Better Than Chocolate : Nouveau genre
Cinéma

Better Than Chocolate : Nouveau genre

Un film comme Better Than Chocolate indique bien un changement des mentalités dans la représentation de l’homosexualité féminine au cinéma. Auparavant cantonnée aux rôles de gardiennes de prison sadiques ou de machines à fantasmes hétéros, la lesbienne version grand écran prend maintenant divers visages; elle n’est plus seulement une orientation sexuelle sur deux pattes, et s’immisce – un peu plus tard que son homologue masculin, mais que voulez-vous, «It’s a man’s world…» – dans le cinéma commercial (Chasing Amy, High Art, Bound, etc.).

Avec Better Than Chocolate, la cinéaste canadienne Anne Wheeler (Loyalties, Bye Bye Blues) s’est attaquée au genre grand public par excellence: la comédie romantique. C’est tout à son honneur d’avoir réussi un film qui, bien qu’il ne révolutionne rien (en tout cas pas le cinéma), divertit intelligemment, et tient avantageusement la comparaison avec n’importe quel film de Sandra Bullock.

Maggie (Karyn Dwyer), 19 ans, travaille dans une librairie de Vancouver harcelée par les douanes. Le jour où elle rencontre Kim (Christina Cox), une artiste vivant dans une camionnette bariolée, sa mère, Lila (Wendy Crewson), débarque chez elle avec son jeune frère (Kevin Mundy), tout juste plaquée par un mari parti cruiser les collégiennes. Ajoutez à ça un transsexuel (Peter Outerbridge) à la veille de l’opération finale, amoureuse de la patronne de Maggie (Ann-Marie MacDonald) et qui devient la confidente de Lila. Tiraillée entre sa liaison avec Kim, la défense de la librairie menacée par l’homophobie, et la crainte que sa mère, dépressive mais combative, ne découvre qu’elle est lesbienne, la jeune fille va devoir mettre de l’ordre dans sa vie.

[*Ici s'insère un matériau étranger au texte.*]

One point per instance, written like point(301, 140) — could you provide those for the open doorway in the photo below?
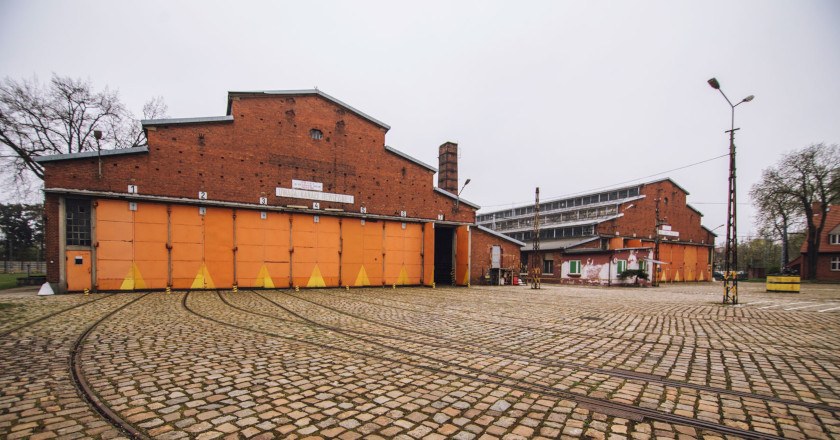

Alors qu’il y a quelques années encore, les films gais ou lesbiens versaient dans l’expérimental et le documentaire (faute de débouchés plus commerciaux), Better Than Chocolate affiche sans complexe un traitement rigoureusement traditionnel. Avec ses intrigues entrecroisées (parfois un peu artificiellement) et son vernis artistico-côte-Ouest, cette gentille comédie est du même acabit que les sitcoms Will and Grace ou Ellen. Si l’emballage ne brille pas par son originalité, ce qu’il renferme est plus révolutionnaire, parce que présenté de façon on ne peut plus classique, et visant directement le grand public. Une mère de famille découvrant les plaisirs solitaires du dildo à piles, un transsexuel embrassant une lesbienne qui a peur de l’amour, les clientes d’un bar applaudissant deux jeunes femmes qui viennent de faire l’amour dans les toilettes: au-delà de ses scènes qui n’auraient jamais vu le jour au sud de la frontière, Better Than Chocolate dégage un plaisir communicatif à faire vivre ces personnages hors normes, sans les présenter comme des freaks.

Le film d’Anne Wheeler a ses défauts: la cinéaste aurait pu se permettre un peu plus d’inventivité; le scénario de Peggy Thompson tourne souvent les coins ronds, et résout les conflits de façon peu convaincante; et la libraire, habillée de noir et affublée d’énormes lunettes (pour faire intello?), est caricaturale; mais Wendy Crewson est délicieuse en quadragénaire qui prend sa revanche (le genre de rôle qu’aurait tenu Sally Field à Hollywood), et l’interprétation est généralement à la hauteur.

Avec ses airs de sitcom grand format, son happy end tiré par les cheveux, et son message de tolérance 101, Better Than Chocolate deviendra peut-être le prototype de la «comédie romantique lesbienne d’été»!